• Dems lash out after minimum wage bill defeat

    A Democratic bill to raise the federal minimum wage failed to pass the Senate Wednesday, falling six votes short of the necessary 60 to avoid a filibuster.

    Iowa Democratic Sen.Tom Harkin’s Fair Minimum Wage Act would have forced employers to pay their workers at least $10.10 an hour. The current federal minimum stands at $7.25 an hour.

    The vote was largely divided among party lines (54-42), with Republicans arguing that mandated wage hikes would put an excessive monetary burden on businesses and would result job loss.

    Members of the GOP point to a study by the Congressional Budget Office that projects raising the minimum wage to the bill’s standard would eliminate at least 500,000 jobs from the labor force.

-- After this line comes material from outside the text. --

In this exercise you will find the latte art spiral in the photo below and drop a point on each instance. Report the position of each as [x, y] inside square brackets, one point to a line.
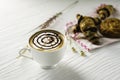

    A Wednesday morning report released by the Commerce Department showing the economy grew at just a 0.1 percent rate in the first quarter, bolstered the GOP’s claim that now is not the time to raise the cost of doing business.

    The president, who has vowed to make fighting income inequality a defining pillar of his presidency, criticized Republicans for blocking the bill.

    “By preventing even a vote on this bill they prevented a raise for 28 million hardworking Americans. They said no to helping millions work their way out of poverty,” President Obama said during a press briefing.

    Democrats also warned Republicans that they would face consequences at the ballot box come November if they did not get behind the legislation.

    “I’m confident that if we don’t raise the minimum wage in Congress before the election, the American people are going to speak about this at the ballot box in November,” said Harkin. “They’ll hold their elected officials responsible and accountable.”

    “We’re not going to compromise on $10.10,” Senate Majority Leader Reid told reporters after the vote. Democrats promised to reintroduce the bill later this year, most likely sooner rather than later, reports Reuters.

    However, even if the bill does make it out of the Senate, it is unlikely to pass in the Republican-controlled House.

    Recognizing the lack of support on the Hill for hiking the minimum wage, the president and Democrats have focused much of their efforts on campaigning for wage increases on a state and local level.

    Since the start of the year, Connecticut, Delaware, Maryland, Minnesota, West Virginia and the District of Columbia have all approved legislation that will raise their mandated hourly wages above the federal hourly minimum.

    On Tuesday, Hawaii was added to that list, passing legislation that will raise the state’s minimum wage to $10.10 per hour over four years.

    And so far in 2014, 34 states have or are now considering hiking their local minimum wage.

    Some conservatives fear that Democrats are using the minimum wage as an election season tactic, and that their proposed policies will actually hurt impact the individuals they were intended to help.

    Senate Minority Leader Mitch McConnell called out Democrats, saying: “They don’t even pretend to be serious about jobs anymore.”

    He added, “Washington Democrats’ true focus these days seems to be making the far left happy, not helping the middle class.”

    Indiana Sen. Dan Coats, the senior Republican on the Joint Economic Committee, noted in a statement following the vote, “Raising the minimum wage creates winners and losers — it will raise the wages of some but result in job losses for many low-income workers.”

    He added, “The true problem plaguing impoverished Americans is not low wage rates but a lack of good job opportunities.”